Heretical Statistician
Leader
Super Moderator
You make a good point. I was addressing the question from a general perspective. At a severity of 2 I would like have two questions: if the severity really is 2 why would you need a capa or any other mitigation? A 2 severity is very low. Which begs the second question: why would you even get 2 complaints in 695 uses for a severity 2 failure??? Are you sure you have the severity graded correctly?
 
J

Jason3312003

You make a good point. I was addressing the question from a general perspective. At a severity of 2 I would like have two questions: if the severity really is 2 why would you need a capa or any other mitigation? A 2 severity is very low. Which begs the second question: why would you even get 2 complaints in 695 uses for a severity 2 failure??? Are you sure you have the severity graded correctly?

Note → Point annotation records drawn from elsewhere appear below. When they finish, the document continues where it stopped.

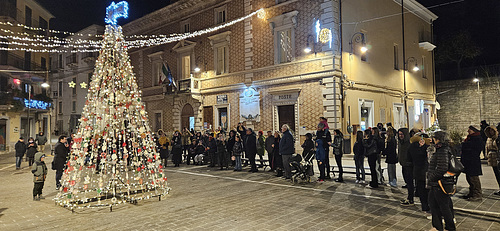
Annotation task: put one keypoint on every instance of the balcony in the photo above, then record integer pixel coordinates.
(89, 57)
(71, 61)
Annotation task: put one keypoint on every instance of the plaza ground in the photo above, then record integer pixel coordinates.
(205, 198)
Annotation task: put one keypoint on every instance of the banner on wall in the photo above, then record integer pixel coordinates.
(250, 105)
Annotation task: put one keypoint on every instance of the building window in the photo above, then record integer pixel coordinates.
(220, 14)
(186, 66)
(60, 107)
(60, 85)
(283, 29)
(285, 46)
(156, 73)
(396, 57)
(74, 88)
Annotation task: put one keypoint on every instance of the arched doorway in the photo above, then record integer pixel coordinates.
(187, 117)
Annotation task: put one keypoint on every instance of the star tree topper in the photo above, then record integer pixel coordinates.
(115, 11)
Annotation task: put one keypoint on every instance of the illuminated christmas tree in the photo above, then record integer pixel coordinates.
(113, 158)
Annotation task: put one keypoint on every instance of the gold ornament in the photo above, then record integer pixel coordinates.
(325, 35)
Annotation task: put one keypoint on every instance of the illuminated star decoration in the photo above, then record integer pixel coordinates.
(83, 85)
(115, 11)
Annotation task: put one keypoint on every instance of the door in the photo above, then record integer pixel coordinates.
(286, 115)
(187, 115)
(208, 117)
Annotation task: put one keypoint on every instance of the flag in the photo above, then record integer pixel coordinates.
(166, 74)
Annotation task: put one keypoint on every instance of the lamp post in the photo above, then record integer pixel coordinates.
(476, 80)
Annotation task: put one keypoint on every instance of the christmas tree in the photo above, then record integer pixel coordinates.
(113, 159)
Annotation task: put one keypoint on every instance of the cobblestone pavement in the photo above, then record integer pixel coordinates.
(205, 198)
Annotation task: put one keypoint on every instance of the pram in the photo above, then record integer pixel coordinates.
(302, 167)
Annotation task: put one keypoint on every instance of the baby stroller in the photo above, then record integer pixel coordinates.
(302, 166)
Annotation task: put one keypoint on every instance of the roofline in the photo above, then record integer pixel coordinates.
(418, 10)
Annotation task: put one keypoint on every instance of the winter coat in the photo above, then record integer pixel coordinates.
(261, 145)
(41, 140)
(61, 155)
(492, 152)
(39, 169)
(287, 144)
(403, 145)
(250, 144)
(438, 163)
(391, 157)
(370, 147)
(417, 157)
(238, 149)
(337, 144)
(471, 150)
(269, 144)
(20, 149)
(30, 152)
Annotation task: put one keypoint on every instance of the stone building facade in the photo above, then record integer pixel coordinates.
(461, 100)
(266, 55)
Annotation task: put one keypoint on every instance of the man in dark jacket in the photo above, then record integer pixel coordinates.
(250, 146)
(417, 158)
(20, 150)
(439, 202)
(287, 148)
(403, 145)
(61, 151)
(269, 148)
(471, 159)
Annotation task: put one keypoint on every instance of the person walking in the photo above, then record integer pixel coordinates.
(250, 145)
(471, 159)
(440, 203)
(359, 158)
(403, 145)
(176, 149)
(371, 152)
(61, 151)
(31, 150)
(391, 157)
(20, 150)
(41, 140)
(492, 153)
(269, 148)
(338, 142)
(417, 158)
(287, 148)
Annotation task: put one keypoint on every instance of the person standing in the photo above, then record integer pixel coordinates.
(371, 152)
(492, 153)
(403, 145)
(417, 158)
(440, 203)
(176, 148)
(338, 141)
(250, 145)
(391, 157)
(20, 150)
(41, 140)
(61, 151)
(471, 159)
(359, 158)
(269, 148)
(31, 150)
(287, 148)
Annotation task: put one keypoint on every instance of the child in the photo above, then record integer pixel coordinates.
(39, 170)
(237, 152)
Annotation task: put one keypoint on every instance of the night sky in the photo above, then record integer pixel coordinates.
(480, 17)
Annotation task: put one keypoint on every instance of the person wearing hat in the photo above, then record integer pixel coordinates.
(20, 150)
(39, 170)
(471, 151)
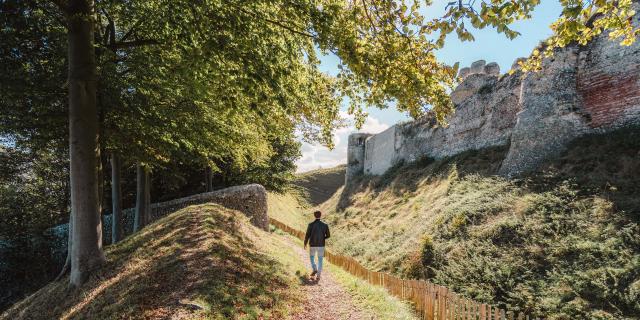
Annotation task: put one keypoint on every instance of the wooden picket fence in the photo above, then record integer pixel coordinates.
(432, 301)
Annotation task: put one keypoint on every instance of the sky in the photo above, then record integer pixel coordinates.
(488, 45)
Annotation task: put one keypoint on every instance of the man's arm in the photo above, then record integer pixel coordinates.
(307, 235)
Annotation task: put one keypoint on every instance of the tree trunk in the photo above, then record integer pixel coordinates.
(147, 195)
(67, 262)
(116, 200)
(86, 251)
(142, 198)
(208, 179)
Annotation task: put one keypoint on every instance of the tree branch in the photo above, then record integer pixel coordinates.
(132, 44)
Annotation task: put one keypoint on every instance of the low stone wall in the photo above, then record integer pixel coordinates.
(249, 199)
(49, 249)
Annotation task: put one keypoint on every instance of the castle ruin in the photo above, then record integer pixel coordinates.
(580, 90)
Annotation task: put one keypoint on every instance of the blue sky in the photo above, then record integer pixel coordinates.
(488, 45)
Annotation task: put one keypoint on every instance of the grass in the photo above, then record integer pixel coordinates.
(372, 298)
(319, 185)
(200, 262)
(290, 208)
(560, 243)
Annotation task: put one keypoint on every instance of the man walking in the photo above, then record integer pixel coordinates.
(317, 232)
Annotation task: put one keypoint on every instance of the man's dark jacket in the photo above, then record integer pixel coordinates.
(317, 232)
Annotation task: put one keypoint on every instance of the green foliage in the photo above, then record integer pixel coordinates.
(560, 244)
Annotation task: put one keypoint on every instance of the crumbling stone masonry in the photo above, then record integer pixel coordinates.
(580, 90)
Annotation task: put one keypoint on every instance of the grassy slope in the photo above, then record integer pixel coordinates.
(561, 243)
(319, 185)
(200, 262)
(295, 209)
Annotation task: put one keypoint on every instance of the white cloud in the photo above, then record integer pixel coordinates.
(317, 156)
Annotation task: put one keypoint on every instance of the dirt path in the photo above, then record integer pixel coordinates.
(326, 300)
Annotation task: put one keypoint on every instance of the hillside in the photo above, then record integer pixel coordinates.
(319, 185)
(561, 242)
(202, 261)
(209, 262)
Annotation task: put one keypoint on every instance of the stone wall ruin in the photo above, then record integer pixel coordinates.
(580, 90)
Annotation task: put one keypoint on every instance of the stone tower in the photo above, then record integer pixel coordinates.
(355, 155)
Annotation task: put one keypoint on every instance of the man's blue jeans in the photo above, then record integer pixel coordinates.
(313, 252)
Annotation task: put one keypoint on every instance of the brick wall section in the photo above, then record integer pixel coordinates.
(580, 90)
(608, 82)
(606, 98)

A level 2 severity per our SOP is described as "Low - Results in temporary injury or impairment not requiring professional medical intervention / no injury or impairment but malfunction may require additional surgery time". Both of these related complaints fit this description and have resulted in additional surgery time.

A revision from POC 2 to 3 based on complaint history will maintain our overall moderate risk level; however, a Sev 2 and POC 2 was originally mitigated to try and decrease the risk. This resulted in a Sev 2 POC 2 being allocated but determined the risk could not be decreased further. Now we are increasing the POC to 3 and there for need to generate a CAPA to address the heightened moderate risk level. (Reason for going right to CAPA from FMEA revision).